Ama unutulmamalı ki aynı şekilde zıt görüşler içinde olan partiler bu ülkede daha önce koalisyon kurdular. Batı’da ise birçok ülkede karşıt görüşteki partilerin koalisyonları hiçbir sorun çıkmadan yıllarca yönetimde kalıyor.
Ciddi tehdit ve tehlikeler altındaki, çözmesi gereken sorunları dağ gibi birikmiş olan ülkemizde beklenen; “uzlaşma deneyimi” değil, AKP-CHP koalisyonunun başarıyla kurulabilmesiydi.
Böyle bir hükümet, bekleyen sorunları iyi niyetle ve ortaklaşa çözebilirdi.
Erken seçim kaçınılmaz!
Burada hatırlanması gereken nokta; koalisyon kararı çıksaydı “daha büyük riski alacak” olan partinin CHP olacağıydı.
Zira “çözüm süreci, dış politika, eğitim, terör” gibi hayati önem taşıyan konularda 13 yıldır tek başına karar almış ve bu kararların sonuçlarında ciddi sorunlarla karşılaşmış olan AKP ile birlikte o sorunların “sorumluluğunu” paylaşacaktı. Bu riske rağmen koalisyona baştan beri yakın duran CHP Genel Başkanı Kılıçdaroğlu dünkü son toplantıdan sonra “koalisyon önerisi gelmedi” derken Davutoğlu “Erken seçimin en güçlü ihtimal olduğunu ve seçimden en çok Ak Parti’nin yararlanacağını” söyledi.

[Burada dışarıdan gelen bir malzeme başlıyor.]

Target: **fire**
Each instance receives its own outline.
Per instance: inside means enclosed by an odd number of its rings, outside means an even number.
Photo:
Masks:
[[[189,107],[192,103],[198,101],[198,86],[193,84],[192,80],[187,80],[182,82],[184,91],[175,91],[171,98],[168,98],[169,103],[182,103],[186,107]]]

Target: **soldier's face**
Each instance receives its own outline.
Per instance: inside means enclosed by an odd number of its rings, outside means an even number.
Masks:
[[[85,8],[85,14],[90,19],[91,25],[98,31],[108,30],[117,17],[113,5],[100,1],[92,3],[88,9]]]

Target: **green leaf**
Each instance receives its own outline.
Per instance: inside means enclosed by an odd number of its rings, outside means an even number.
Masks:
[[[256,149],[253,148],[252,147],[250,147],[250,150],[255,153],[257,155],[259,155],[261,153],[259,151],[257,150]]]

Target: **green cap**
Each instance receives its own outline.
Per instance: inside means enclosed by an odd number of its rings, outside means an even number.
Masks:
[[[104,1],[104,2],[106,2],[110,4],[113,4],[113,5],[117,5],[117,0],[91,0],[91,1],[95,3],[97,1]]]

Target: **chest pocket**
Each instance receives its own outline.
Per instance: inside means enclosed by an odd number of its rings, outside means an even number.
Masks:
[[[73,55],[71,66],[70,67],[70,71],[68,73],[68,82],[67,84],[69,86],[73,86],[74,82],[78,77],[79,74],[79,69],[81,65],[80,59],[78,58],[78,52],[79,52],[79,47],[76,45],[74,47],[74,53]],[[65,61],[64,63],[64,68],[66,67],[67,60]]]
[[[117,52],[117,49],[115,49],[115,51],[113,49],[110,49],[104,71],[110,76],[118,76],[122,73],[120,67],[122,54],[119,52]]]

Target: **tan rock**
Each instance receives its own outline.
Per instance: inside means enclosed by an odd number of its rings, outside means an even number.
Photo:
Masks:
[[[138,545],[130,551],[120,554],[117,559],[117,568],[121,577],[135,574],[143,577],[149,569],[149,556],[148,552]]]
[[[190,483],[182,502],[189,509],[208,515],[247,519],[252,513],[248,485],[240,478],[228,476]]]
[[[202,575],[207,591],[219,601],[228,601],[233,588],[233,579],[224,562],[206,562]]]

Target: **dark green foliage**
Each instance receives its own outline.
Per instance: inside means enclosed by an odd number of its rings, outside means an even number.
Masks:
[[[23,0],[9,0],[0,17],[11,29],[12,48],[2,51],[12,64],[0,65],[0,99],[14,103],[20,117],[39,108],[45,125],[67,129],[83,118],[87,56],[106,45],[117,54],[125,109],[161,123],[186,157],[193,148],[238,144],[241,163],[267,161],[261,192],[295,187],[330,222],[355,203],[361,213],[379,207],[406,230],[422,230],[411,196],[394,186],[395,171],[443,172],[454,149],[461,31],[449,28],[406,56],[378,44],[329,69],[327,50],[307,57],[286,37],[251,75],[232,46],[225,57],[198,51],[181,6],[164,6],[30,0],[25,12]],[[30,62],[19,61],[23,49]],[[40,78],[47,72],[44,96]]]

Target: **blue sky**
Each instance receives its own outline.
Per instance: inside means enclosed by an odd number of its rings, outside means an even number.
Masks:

CHP’ye koalisyon önerisinin gitmemiş olması, erken seçim tercihinin tamamen AKP’ye ait olduğu mesajını vermiştir.
Şimdi ne olacak?
Burada Cumhurbaşkanı Erdoğan’ın 7 Haziran seçiminden bu yana yaptığı konuşmalarda ve Çarşamba günü muhtarlar toplantısında “koalisyon hükümeti” yanında “erken seçim seçeneği”ni hep gündemde tutması ve Başbakan’a “kendi ilkeleriyle örtüşmeyecek görüşleri kabul etmemesi” yönündeki mesajları ne kadar etkili olmuştur, bu bilinmiyor.
Yine Cumhurbaşkanı’nın “Koalisyon hükümetinin kurulması için verilen süre 45 gündür. Bu sürede olmadığı takdirde ya mevcut hükümet azınlık hükümeti olarak devam eder ve erken seçime gidilir ki buna destek gerekiyor veya Meclis bir geçici hükümet kurabilir” sözleri; AKP hükümetiyle erken seçime gitmek istediğini ortaya koymaktadır.
Türkiye’nin içinde bulunduğu durumda aylara yayılacak seçim süreci ve bunun yaratacağı maddi-manevi kayıplar çok büyük bir sorumluluk almayı gerektirecek. Bu kayıplar; şu anda “buzdolabına kalktığı” bildirilen çözüm sürecinin terörle bağlantısından, ekonomiye olan yansımalara kadar göze alınması zor kayıplardır.
Koalisyon imkansız değildi ama olmadığına göre AKP hükümeti şu andan yeni seçime kadar ülkedeki tüm gelişmelerin sorumluluğunu tek başına taşıyacaktır. Umalım da Türkiye için huzursuzluğun ve üzüntülerin artacağı bir süreç olmasın!